VASTMANS. “Gedeeltelijk wel, zeker bij nieuwbouw, waar lagere onderhoudskosten vaak worden ingecalculeerd. Maar depreciatie is iets anders — de waarde-evolutie van een woning door de tijd heen kan sterk verschillen. Een goed onderhoud vertraagt de waardevermindering, en omgekeerd. Dat maakt het lastig om de echte prijsevolutie te bepalen. Twee identieke woningen kunnen heel verschillend evolueren, afhankelijk van hoe goed ze onderhouden of gerenoveerd zijn.

“Bovendien geven de gemiddelde prijsevoluties, zoals die vaak in de media verschijnen, een vertekend beeld. De prijs van een specifieke woning stijgt minder sterk omdat die woning elk jaar ouder wordt. In rendementsanalyses blijf je daarom best woningen met dezelfde kenmerken doorheen de tijd volgen. Wij noemen dat hedonische prijsanalyses. Met zulke tijdreeksen kunnen wij de belegger een diepgaander inzicht bieden.”

Het vastgoednetwerk CIB waarschuwde onlangs voor een groeiende kloof tussen vraag en aanbod op de huurmarkt. Moet de overheid verhuren aantrekkelijker maken?

VASTMANS. “Nee, ik denk niet dat de overheid de huurmarkt extra moet ondersteunen. Want dan steun je de huurmarkt, daarna de eigenaarsmarkt, en uiteindelijk drijf je de prijzen overal op. Ik pleit wel voor eigendomsneutraliteit: een gelijk speelveld tussen beide markten, met correcties waar dat nodig is. Als bepaalde bevolkingsgroepen het recht op huisvesting dreigen te verliezen, moet de overheid corrigeren.

“De basis is altijd het aanbod. Zonder voldoende aanbod krijg je altijd prijsproblemen. Je hoeft verhuurders niet extra te stimuleren, maar je moet ze ook geen spaken in de wielen steken. Ze zorgen voor een belangrijk deel van het aanbod op de woningmarkt. Als je hen afschrikt, beperk je dat aanbod en vergroot je het probleem alleen maar.”

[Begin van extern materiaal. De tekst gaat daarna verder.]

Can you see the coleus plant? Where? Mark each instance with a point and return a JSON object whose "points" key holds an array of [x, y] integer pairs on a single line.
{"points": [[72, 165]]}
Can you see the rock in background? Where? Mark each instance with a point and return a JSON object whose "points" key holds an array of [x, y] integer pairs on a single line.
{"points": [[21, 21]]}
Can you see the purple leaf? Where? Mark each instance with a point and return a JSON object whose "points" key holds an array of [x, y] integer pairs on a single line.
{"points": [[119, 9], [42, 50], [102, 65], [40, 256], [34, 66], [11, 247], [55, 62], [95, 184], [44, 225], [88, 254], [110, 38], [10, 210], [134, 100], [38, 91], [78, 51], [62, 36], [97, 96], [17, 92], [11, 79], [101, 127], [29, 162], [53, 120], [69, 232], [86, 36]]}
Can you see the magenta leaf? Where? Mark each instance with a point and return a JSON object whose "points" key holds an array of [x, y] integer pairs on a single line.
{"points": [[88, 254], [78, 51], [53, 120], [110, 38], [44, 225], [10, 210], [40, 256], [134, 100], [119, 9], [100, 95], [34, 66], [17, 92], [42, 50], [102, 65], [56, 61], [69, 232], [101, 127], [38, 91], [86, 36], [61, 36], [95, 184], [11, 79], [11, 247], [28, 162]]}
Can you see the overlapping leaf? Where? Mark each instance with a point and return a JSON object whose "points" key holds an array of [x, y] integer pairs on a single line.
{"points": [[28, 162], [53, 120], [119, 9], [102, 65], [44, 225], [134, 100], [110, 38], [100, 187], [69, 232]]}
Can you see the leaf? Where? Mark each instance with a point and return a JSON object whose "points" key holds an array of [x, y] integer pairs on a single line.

Grootte, energiepeil en huurder beïnvloeden rendement

Frank Vastmans en Joren Vandenbergh onderzochten ook de impact van woning- en huurderskenmerken op het bruto huurrendement. Oudere en kleinere woningen halen gemiddeld een hoger bruto huurrendement dan nieuwe en grote woningen. Ook het type woning speelt een rol. Zo ligt de bruto huurrendement voor een rijhuis 0,2 procentpunt hoger dan voor een vrijstaande woning. Een vrijstaande woning heeft waarschijnlijk meer tuin en die dient niet afgeschreven te worden, schuiven de onderzoekers naar voren als verklaring.

Energiezuinigheid blijkt ook een bepalende factor. Woningen met een slecht EPC-label (E-F) tonen een 3 procent hoger bruto huurrendement dan woningen met het label B-D, en het verschil met de meest energie-efficiënte huizen (label A) is nog groter. Dat komt doordat de betere energetische kwaliteit in de hogere aankoopprijs is verrekend.

Ook huurderskenmerken beïnvloeden het bruto huurrendement. Hoe hoger bijvoorbeeld het aandeel hogeropgeleiden in de buurt, hoe lager het bruto huurrendement. Een hoog percentage zieken en werklozen in een buurt heeft dan weer een licht positief effect op het bruto huurrendement. Dat suggereert dat verhuurders een hogere huurprijs willen als compensatie voor extra risico (verwachte schade of wanbetalingen). “Je kunt dat vergelijken met de banken die een iets hogere hypothecaire intrestvoet hanteren voor risicovollere leningen”, verduidelijkt Frank Vastmans.